Music industry legend Clive Davis is reportedly boycotting numerous hotels owned by the Sultan of Brunei after the ruler imposed Shariah law in his home country.
As of early May, the citizens on the island of Borneo face fines and imprisonment for minor crimes and whippings and amputation for more serious crimes.
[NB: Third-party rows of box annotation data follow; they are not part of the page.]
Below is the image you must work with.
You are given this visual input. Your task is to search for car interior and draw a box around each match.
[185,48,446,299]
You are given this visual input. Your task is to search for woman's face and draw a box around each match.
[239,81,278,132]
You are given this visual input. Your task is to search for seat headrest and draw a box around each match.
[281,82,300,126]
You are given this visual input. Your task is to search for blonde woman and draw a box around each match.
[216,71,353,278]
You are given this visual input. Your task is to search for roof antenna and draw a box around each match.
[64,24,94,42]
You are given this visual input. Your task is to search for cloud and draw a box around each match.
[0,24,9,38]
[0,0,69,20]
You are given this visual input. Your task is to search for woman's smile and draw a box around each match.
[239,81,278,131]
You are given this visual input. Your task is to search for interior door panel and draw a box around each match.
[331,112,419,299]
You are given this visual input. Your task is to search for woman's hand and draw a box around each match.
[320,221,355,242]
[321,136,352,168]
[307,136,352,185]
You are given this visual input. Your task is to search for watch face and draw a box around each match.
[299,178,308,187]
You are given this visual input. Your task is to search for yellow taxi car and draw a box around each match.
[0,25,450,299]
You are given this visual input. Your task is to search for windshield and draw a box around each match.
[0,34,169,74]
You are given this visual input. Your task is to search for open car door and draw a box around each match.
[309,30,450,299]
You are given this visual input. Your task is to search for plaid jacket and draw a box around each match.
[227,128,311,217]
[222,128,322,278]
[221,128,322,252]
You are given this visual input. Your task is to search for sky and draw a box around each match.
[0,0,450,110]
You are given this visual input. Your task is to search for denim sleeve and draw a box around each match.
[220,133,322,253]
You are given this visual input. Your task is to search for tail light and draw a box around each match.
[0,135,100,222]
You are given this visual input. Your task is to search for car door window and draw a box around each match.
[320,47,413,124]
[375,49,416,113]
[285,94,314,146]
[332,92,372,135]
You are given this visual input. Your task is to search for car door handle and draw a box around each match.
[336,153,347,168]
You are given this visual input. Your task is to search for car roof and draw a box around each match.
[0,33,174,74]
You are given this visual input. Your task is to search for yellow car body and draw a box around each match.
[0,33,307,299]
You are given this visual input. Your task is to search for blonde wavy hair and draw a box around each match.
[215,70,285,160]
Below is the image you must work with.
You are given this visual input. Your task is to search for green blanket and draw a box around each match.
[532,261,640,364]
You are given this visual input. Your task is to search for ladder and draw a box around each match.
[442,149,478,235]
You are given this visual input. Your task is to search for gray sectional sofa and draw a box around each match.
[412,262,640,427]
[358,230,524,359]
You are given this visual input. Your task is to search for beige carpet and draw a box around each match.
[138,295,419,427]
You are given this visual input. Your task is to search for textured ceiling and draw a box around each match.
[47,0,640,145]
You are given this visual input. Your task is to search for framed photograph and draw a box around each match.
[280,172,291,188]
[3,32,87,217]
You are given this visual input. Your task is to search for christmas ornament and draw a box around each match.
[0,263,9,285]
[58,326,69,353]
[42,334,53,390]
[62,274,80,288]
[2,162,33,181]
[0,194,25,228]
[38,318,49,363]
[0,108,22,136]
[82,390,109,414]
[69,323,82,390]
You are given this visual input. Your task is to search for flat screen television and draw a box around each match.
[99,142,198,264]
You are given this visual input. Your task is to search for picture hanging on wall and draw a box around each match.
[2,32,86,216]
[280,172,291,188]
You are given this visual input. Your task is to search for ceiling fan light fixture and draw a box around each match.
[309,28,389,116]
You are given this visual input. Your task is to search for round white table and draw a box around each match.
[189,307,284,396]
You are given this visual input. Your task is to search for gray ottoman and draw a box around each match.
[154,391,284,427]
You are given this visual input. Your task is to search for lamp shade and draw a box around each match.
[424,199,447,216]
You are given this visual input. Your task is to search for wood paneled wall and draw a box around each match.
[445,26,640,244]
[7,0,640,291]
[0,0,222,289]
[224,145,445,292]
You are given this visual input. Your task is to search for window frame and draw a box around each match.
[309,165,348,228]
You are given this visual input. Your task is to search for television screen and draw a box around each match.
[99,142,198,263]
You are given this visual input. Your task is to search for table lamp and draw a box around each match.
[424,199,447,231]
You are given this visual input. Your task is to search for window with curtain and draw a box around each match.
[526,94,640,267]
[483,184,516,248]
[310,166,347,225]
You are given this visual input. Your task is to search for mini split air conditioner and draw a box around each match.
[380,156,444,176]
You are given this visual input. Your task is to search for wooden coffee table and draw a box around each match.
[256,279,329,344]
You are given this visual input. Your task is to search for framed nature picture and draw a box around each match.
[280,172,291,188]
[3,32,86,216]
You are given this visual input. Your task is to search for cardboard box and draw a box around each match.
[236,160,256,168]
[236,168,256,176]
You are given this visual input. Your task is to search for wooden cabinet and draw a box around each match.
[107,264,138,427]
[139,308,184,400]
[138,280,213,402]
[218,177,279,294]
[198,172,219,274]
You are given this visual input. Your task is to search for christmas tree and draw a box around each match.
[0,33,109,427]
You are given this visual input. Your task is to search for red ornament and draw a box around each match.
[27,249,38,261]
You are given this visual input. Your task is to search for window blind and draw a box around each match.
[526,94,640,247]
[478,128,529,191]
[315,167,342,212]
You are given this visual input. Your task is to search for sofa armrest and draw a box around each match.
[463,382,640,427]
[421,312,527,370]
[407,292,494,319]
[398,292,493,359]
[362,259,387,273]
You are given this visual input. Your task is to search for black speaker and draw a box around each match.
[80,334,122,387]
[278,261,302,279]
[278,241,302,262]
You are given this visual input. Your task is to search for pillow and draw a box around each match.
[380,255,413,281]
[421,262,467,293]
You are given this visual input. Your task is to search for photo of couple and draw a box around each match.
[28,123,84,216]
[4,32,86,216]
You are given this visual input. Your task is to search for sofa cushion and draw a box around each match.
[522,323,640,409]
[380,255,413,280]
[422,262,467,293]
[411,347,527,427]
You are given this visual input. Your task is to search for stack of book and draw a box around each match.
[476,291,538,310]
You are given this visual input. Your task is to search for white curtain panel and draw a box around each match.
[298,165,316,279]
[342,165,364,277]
Some could even face death by stoning for adultery and homosexual acts.
— Clive Davis (@CliveDavis) May 10, 2014
In light of the news Davis, who serves as the chief creative officer at Sony Music, told the New York Post’s Page Six that he will no longer visit Sultan’s establishments, which include the Beverly Hills Hotel and Hotel Bel-Air in Los Angeles, the Plaza Athénée in Paris, and the Dorchester in London.
“When I learned of the enactment of the penal code, I realized it would be impossible for me to stay there,” Davis said of the Beverly Hills Hotel, where he has visited since 1965 and served as the former home of his annual pre-Grammy gala.
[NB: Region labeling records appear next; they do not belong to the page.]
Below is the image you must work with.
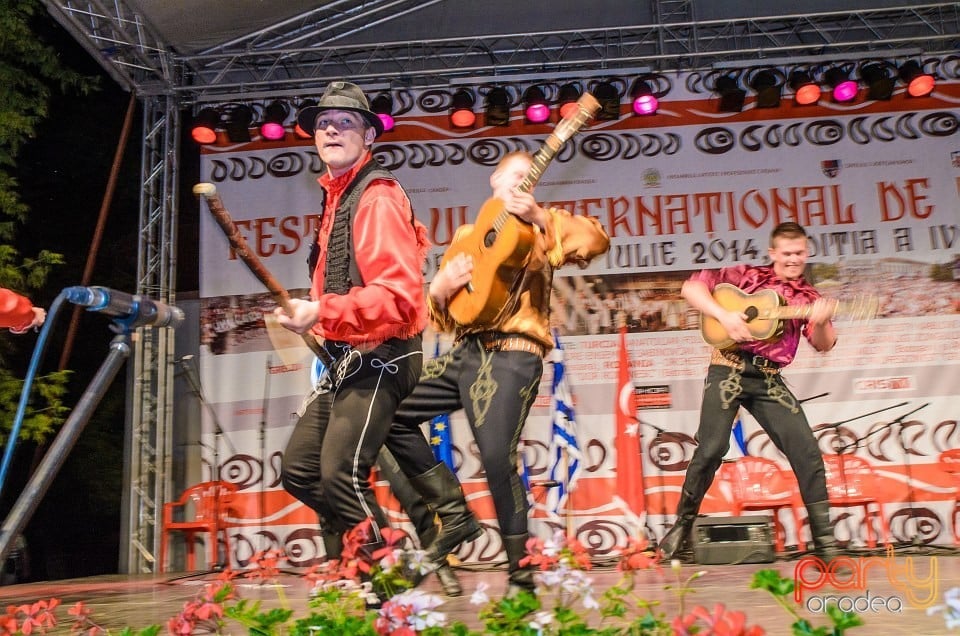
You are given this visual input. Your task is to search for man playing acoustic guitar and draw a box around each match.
[387,152,609,595]
[659,222,837,561]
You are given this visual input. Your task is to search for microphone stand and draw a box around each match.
[841,402,930,548]
[828,402,930,547]
[257,354,270,556]
[0,330,130,563]
[167,355,237,583]
[637,417,667,540]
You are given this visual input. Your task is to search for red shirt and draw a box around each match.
[0,287,33,331]
[690,265,820,365]
[310,153,429,346]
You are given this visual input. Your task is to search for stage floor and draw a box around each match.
[0,550,960,636]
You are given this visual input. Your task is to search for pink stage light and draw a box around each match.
[833,80,857,102]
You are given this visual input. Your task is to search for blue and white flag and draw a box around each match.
[430,336,457,473]
[546,330,583,516]
[725,411,750,459]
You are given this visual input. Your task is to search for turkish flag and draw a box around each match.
[613,326,646,528]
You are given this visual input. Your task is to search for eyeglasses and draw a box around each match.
[314,115,363,130]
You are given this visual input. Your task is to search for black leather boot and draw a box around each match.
[402,492,463,597]
[320,526,343,561]
[657,489,700,561]
[807,501,840,565]
[377,446,463,596]
[410,462,483,565]
[503,532,537,598]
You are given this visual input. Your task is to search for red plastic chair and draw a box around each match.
[160,481,237,572]
[938,448,960,545]
[718,457,803,552]
[823,455,890,548]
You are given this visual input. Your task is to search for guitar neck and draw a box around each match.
[517,93,600,192]
[517,143,559,193]
[759,296,879,320]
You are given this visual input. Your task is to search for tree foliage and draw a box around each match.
[0,0,96,441]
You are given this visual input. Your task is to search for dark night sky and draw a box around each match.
[2,11,197,580]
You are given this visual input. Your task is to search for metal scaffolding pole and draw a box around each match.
[120,96,180,573]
Davis, who revealed in his 2013 autobiography, “The Soundtrack of My Life,” that he is bisexual, says the boycott has nothing to do with his sexuality.
“It’s a humanitarian issue,” he told Page Six, adding that he hopes the Sultan will sell his hotels. “It’s relevant to everybody, every independent-thinking human being,” Clive said. “It’s about right and wrong.”
Other protestors include Jay Leno, Richard Branson and Ellen DeGeneres.
Davis was the recipient of Billboard’s inaugural Music Visionary Award during the 2013 Billboard Power 100 event in Los Angeles. Earlier this year, the honor was renamed the Billboard Clive Davis Visionary Award and given to Joe Smith, the former president of Warner Bros., Capitol and Elektra.